From domestic political advisers: “Mr President, unlike three years ago on Iraq, we would not have widespread public support, and there is almost no chance that we could get a congressional resolution supporting the use of force. So you—and the Republican party—would have to accept full political responsibility for what comes next. And by the way, oil would probably shoot up to over $100 per barrel.”

Under these circumstances, does the president say, “Thank you for your briefings. But I’m going to do it anyway”? Anything is possible, and maybe Bush agrees with John McCain’s assertion that the only thing worse than exercising the military option on Iran is a nuclear-armed Iran. But I wouldn’t bet on it.

Although it is unlikely to deploy military force, Washington will not quietly acquiesce to an Iranian nuclear weapon, nor should it. One of the greatest benefits of Bush’s decision to pursue diplomacy and back the EU-3 approach on Iran has been that it is now Iran that is isolated and blamed for the current crisis, not the US. British, French and German leaders, long suspected of being soft on Tehran, are now themselves fed up with Iranian obfuscation and belligerence, and will find it hard not to go along with at least some form of sanction if Iran continues to rebuff the international community. With an Iranian bomb still years away, the administration will have time to continue to work to persuade not only the Europeans but also China, Russia, India and Japan—none of whom want to see an Iranian bomb—to isolate Iran politically and economically unless it gives up its nuclear weapons ambitions.
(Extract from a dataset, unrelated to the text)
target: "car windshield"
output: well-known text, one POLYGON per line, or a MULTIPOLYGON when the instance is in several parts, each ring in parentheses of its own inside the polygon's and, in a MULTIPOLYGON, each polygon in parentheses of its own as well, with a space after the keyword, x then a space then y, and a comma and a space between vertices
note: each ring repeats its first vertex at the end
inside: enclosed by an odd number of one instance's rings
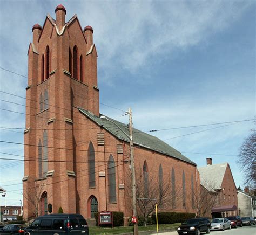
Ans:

Despite Iran’s apparent determination to develop its nuclear programme, such efforts are not hopeless, and international agreement to deny Iran the investment, technology, weapons and income it badly needs would certainly have an effect on Tehran’s cost-benefit analysis. If, on the other hand, America’s allies decide that even economic sanctions and diplomatic isolation are too much to ask for in the effort to bring Iran back to the table, then Bush’s options will in effect be reduced to a very clear choice between doing nothing and bombing Iran. I still don’t think he’d want to do the latter, but America’s allies and counterparts on the security council ought at least to realise that refusing to support sanctions on Iran would be the best way to find out.